MARIA ESTELA GUEDES
Enviado para «Ixquic: Antología Internacional de Poesía Feminista»
Milhares de mulheres
Anualmente
Sofrem agressões físicas
Sob a diagnose antropológica
E médica de «mutilação
Genital feminina»…………………………………………..
Não na pátria de Ísis
Não no Iémen
Nem no Senegal
De onde tais práticas são conhecidas,
Sim em França, em Portugal,
No mais civilizado continente,
Este que em Paris fez brilhar como símbolo
Material e espiritual
A Luz que nos esclarece a mente.
E também
Como tremendo disparate
É uso lancetar com lâmina fina
Esse botão de carne sensível
Que endurece e como delicado pénis cresce
Entre certos grupos índios da
Inesperadíssima Colômbia………………………………..
Porque se repetem os gestos antigos
Em partes do mundo outrora sem parentesco
Nem conexão geográfica?
Ter-nos-ão os deuses instruído?
Pelo seu desejo de penetração?
Ou porque em dada altura
Teria sido esse o melhor remédio?
Ou terá sido o nosso ancestro símio
Ainda caudado e repulsivo
O autor de tão macabros autos?
Chamaremos nós Tradição
Ao conjunto de atrocidades
Do nosso Pai, não Adão, sim o Macaco?
Mutilemos a genitalia feminina!
Rasguemos, cortemos a pele frágil,
Na sua humidade tímida………………………………………..
Porquê? Com que objetivo?
Se a cência só sabe que esse botão
A que Orson Welles chamou rosebud
É o órgão do prazer feminino
Eu, com o privativo saber de mulher
Garanto que o clítoris é o órgão
Próprio para a fêmea selecionar o macho.
Escolhe o que não tem pressa,
O que aspira o perfumado botão de rosa
O que saboreia, o que delicadamente
Aflora a pele com um beijo,
O que acaricia, o que nunca afasta do teu
O corpo dele……………………………………………………
Escolhe, ó mulher!, o que te sacia
Sexualmente, o que te dá proteção e filhos
E não o que é dono de searas e carneiros, músculos,
Pénis grosso e comprido!
E assim, impossibilitando a mulher de escolher
A tradição, a religião, o homem, o Estado
Fosse lá quem fosse
Pôs termo à sabedoria feminina
E passou ele a reinar
Mandando capar as meninas.
É certo que tais práticas
Figuram no código penal
Como ofensas corporais
E são punidas pelos tribunais.
Hoje é uma vergonha até
Precisarem esses gestos símios
De menção no livro das leis.
O avanço que sobre a mutilação faraónica
Já tomámos, deuses santos!
Milénios passaram mas, diz-se, os neandertais
Permanecem entre nós…………………………………………………………..

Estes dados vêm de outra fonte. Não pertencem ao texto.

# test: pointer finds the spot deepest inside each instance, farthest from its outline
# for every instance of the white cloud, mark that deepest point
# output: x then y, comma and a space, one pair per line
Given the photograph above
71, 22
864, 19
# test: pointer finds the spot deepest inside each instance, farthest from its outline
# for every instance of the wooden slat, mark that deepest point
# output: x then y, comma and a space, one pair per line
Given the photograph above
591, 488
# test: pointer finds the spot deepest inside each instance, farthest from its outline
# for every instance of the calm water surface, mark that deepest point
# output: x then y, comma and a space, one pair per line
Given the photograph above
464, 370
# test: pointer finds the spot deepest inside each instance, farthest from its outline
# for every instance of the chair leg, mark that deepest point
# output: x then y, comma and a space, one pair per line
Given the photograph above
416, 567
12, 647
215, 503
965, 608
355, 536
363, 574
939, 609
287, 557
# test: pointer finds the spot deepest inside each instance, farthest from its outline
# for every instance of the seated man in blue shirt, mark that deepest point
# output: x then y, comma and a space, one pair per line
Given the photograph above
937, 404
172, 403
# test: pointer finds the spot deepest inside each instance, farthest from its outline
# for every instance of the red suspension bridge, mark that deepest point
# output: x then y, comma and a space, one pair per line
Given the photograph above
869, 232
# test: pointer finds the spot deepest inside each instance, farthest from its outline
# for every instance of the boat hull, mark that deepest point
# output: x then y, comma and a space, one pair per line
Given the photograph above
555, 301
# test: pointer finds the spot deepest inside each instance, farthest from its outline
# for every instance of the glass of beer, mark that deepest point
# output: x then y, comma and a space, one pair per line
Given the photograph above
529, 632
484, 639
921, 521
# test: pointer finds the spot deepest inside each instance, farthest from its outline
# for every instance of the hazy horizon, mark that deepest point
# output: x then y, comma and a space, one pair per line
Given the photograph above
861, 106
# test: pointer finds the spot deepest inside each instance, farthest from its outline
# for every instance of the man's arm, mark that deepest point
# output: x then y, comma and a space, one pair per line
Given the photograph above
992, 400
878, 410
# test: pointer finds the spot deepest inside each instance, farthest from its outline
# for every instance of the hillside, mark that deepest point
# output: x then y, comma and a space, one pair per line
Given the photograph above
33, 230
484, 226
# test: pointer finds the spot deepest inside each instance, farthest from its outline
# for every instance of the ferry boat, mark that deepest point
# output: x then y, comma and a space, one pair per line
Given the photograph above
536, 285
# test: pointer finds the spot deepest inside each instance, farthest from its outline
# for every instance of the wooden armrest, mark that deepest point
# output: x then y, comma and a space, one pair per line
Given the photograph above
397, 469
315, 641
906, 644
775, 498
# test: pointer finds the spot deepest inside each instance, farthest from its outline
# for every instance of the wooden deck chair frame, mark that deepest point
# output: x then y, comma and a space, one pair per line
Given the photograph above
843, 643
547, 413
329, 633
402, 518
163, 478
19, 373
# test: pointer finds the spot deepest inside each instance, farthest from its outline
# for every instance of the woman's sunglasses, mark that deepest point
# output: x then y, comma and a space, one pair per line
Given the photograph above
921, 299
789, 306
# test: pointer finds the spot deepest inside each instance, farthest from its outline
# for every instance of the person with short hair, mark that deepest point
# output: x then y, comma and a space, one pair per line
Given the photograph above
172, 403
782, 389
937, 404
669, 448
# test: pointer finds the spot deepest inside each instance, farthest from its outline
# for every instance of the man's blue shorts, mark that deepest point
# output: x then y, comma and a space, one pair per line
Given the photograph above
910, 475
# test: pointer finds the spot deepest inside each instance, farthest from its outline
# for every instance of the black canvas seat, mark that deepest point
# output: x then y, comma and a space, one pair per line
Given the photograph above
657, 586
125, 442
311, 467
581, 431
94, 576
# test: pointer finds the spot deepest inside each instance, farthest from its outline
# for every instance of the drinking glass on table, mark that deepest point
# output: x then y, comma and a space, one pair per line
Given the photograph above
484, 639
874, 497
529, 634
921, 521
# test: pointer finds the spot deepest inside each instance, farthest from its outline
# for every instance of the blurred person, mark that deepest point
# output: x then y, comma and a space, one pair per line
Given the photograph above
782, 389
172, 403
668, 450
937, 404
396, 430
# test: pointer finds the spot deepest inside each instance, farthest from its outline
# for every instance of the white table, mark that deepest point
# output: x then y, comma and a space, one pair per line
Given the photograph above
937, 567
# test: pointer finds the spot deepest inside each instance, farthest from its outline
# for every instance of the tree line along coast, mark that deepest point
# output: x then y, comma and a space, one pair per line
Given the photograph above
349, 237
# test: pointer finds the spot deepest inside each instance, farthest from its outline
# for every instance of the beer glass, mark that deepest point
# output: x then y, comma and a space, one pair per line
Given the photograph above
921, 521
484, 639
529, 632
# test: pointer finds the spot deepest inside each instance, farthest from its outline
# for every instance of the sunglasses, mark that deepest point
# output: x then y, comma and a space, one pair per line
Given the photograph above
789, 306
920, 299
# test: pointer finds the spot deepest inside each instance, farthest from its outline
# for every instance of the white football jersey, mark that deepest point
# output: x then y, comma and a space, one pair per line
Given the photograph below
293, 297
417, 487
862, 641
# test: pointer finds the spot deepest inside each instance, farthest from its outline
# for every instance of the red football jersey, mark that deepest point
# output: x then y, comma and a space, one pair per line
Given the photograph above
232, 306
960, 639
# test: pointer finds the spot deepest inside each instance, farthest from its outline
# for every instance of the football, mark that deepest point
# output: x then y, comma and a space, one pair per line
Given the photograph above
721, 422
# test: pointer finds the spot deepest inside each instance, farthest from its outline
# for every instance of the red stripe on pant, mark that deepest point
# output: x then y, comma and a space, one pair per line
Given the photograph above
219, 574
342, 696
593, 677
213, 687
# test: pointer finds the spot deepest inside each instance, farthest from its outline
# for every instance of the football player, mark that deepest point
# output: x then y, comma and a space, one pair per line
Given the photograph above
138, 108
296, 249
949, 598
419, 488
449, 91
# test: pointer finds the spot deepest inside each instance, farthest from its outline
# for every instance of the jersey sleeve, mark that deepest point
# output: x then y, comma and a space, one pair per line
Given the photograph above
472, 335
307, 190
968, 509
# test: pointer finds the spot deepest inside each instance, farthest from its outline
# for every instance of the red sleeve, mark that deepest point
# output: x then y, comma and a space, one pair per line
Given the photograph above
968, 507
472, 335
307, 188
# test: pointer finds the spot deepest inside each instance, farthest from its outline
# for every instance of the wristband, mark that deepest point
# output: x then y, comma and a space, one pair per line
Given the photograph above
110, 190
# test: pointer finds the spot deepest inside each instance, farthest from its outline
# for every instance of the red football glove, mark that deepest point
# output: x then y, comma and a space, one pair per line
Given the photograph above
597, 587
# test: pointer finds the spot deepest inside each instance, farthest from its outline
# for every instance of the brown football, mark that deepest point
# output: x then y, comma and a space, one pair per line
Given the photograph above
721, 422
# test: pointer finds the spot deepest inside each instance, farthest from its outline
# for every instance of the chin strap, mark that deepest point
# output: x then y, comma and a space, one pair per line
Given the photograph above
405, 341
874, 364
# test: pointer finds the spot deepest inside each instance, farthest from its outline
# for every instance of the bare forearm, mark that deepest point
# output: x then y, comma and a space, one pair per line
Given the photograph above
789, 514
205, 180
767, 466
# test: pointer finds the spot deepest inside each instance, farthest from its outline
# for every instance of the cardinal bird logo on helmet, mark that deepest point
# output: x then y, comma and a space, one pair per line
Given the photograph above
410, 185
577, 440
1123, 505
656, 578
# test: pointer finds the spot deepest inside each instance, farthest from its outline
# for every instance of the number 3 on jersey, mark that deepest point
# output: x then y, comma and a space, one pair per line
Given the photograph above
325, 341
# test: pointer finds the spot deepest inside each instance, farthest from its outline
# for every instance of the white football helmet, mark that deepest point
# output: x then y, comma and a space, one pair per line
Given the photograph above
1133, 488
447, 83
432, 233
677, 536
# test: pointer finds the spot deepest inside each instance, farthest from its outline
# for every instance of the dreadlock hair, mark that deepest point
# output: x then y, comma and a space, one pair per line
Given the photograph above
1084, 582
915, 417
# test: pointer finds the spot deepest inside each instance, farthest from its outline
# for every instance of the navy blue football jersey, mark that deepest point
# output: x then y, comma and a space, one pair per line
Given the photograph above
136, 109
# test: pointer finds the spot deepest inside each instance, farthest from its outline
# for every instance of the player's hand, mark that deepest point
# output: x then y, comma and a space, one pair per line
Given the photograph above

Claro que sim, a lei é mil vezes mais avançada
E democrática do que as práticas ancestrais
Dessa tradição que desculpa o crime
Com razões religiosas e tribais.
Deuses e sacrifícios!
Como se Deus, tendo existido,
O clítoris não tivesse criado
Por ser preciso!
Deus a exigir terror e sangue
Flagelação e mulheres desvairadas
Mortandade………………………………………….
Mas que Deus seria este psicopata
Sedento de sangue e gritos?
Já o Macaco a erguer-se sobre as patas
O cérebro ainda enevoado
As emoções em bruto e o medo de ser
Ferido, roubado ou comido
É mais convincente como autor
De tantas atrocidades.
Maria Estela Guedes (1947, Britiande, Portugal). Dirige o Triplov e a Revista Triplov de Artes, Religiões e Ciências (www.triplov.com). Escritora, cultiva géneros vários, entre eles, poesia e ensaio (diversos títulos, em Portugal e no estrangeiro). Neste campo, tem dois livros sobre o poeta Herberto Helder: Herberto Helder, Poeta Obscuro, Lisboa, 1979; e A obra ao rubro de Herberto Helder, São Paulo, 2010. No ensaio, a referir trabalhos sobre a Carbonária e sobre temas de História Natural. Em 2017 viu publicada uma antologia de poemas bilingue, traduzida em romeno, Dracula draco, com chancela da Academia Internacional Oriente-Ocidente. Como dramaturga, foram levados à cena dois espetáculos seus: O lagarto do âmbar, na Fundação Calouste Gulbenkian, em 1978; e A boba, no Teatro Experimental de Cascais, em 2009, com encenação de Carlos Avilez.